L'esprit de Paris  

СТРАННЫЕ СКАЗКИ
Коринны Бий




СТАРОЕ КРЕСЛО

Это было старое вольтеровское кресло Луи-Филипповой – или около того — эпохи, найденное на чердаке богатой альпийской фермы.

Внук ее хозяев, Арчибальд, чьи деды некогда владели бессчетными стадами коров — истинных королев, если судить по их рогам и вымени (иными словами, первых в округе по красоте и свирепости, первых по надоям), — ныне мог бы сказать о былом благоденствии только то, что “его корова языком слизнула”; иными словами, он жил в бедности.

Арчибальд был художником-живописцем, а следовательно, обладал тонкой, чувствительной натурой и мужественным, но нарциссическим характером. К тому же он был влюблен.

Предмет его страсти — блистательно-прекрасная девушка, молчаливая, с темными, как ночь, волосами, глазами и бровями — обладала таким безупречным телом, что при каждом свидании главным стремлением художника было насладиться им с головы до ног.

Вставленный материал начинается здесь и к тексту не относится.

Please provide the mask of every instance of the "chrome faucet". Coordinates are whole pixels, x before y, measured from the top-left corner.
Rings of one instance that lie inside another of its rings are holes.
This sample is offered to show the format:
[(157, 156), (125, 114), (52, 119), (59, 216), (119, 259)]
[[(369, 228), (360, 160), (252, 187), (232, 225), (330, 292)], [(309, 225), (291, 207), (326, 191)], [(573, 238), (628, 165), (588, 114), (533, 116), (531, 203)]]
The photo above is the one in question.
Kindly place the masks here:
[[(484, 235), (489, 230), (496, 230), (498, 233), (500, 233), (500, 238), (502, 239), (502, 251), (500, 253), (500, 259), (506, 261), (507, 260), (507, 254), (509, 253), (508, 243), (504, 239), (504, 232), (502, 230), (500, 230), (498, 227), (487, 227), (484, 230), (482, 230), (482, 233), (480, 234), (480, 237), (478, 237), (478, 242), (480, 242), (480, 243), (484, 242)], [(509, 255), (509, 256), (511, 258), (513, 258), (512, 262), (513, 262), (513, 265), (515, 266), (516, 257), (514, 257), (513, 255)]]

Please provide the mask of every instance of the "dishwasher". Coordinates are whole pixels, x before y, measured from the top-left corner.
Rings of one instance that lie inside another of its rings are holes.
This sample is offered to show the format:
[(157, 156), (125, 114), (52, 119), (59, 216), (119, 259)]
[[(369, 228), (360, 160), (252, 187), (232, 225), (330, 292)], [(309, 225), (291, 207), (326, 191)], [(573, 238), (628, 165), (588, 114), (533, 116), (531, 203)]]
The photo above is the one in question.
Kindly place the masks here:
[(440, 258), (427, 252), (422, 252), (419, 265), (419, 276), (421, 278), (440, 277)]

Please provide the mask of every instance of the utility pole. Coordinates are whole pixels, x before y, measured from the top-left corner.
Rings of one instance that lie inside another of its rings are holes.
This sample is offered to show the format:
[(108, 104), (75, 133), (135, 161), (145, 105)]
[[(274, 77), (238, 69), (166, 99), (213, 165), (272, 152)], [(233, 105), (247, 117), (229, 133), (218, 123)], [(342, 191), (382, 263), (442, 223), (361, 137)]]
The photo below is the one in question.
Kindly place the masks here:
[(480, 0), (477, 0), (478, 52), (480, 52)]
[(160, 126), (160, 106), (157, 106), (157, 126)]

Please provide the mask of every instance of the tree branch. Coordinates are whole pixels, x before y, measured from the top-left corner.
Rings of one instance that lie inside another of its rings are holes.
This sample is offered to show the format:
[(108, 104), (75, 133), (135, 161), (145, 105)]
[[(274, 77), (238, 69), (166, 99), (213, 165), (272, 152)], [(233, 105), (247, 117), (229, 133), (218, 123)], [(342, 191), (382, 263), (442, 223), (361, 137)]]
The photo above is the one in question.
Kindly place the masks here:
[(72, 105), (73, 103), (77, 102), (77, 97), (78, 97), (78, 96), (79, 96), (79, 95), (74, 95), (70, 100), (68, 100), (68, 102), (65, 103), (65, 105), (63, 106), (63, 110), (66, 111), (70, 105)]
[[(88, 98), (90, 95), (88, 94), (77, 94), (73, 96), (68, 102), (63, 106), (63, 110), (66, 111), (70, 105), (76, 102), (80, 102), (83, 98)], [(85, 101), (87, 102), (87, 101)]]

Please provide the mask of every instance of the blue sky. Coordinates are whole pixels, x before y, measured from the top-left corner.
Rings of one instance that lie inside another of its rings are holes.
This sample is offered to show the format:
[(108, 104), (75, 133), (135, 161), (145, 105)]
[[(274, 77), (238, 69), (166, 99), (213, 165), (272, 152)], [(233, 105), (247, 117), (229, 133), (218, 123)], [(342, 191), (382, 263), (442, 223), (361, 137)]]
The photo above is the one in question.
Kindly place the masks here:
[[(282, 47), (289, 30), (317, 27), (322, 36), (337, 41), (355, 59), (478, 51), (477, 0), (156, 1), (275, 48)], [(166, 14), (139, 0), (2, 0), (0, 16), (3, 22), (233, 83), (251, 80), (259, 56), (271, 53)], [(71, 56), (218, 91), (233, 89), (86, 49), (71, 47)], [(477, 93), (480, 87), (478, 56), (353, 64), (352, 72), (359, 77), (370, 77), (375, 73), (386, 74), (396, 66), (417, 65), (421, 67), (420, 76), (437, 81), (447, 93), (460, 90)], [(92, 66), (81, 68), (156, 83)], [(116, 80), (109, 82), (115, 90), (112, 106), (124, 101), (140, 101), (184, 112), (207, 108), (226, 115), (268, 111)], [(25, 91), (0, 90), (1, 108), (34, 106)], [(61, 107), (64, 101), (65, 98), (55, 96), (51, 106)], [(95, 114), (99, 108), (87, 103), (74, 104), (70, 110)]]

И поскольку оба они происходили из крепких, живучих крестьянских родов, а вдобавок имели склонность и охоту к познанию — не только в любви, но и во многих других науках, — то выказывали одаренность во всем, чем бы ни занимались, благодаря первозданной силе, глубоко заложенной в них предыдущими поколениями.

Девушка очень скоро приобрела опыт в упражнениях любви, научилась кокетливо одеваться, а умелый макияж превращал в смуглую жемчужину ее лицо, на котором перламутровыми бабочками трепетали веки. Иногда это лицо, потрясенное волнением, целиком скрывалось под челкой и длинными прядями с отблеском водорослей. Однако братья девушки корили ее за все эти метаморфозы, утверждая, что она выглядит настоящей девкой; известно, что братья — самые ревнивые сторожа своих сестер, — разумеется, если не состоят при них сводниками.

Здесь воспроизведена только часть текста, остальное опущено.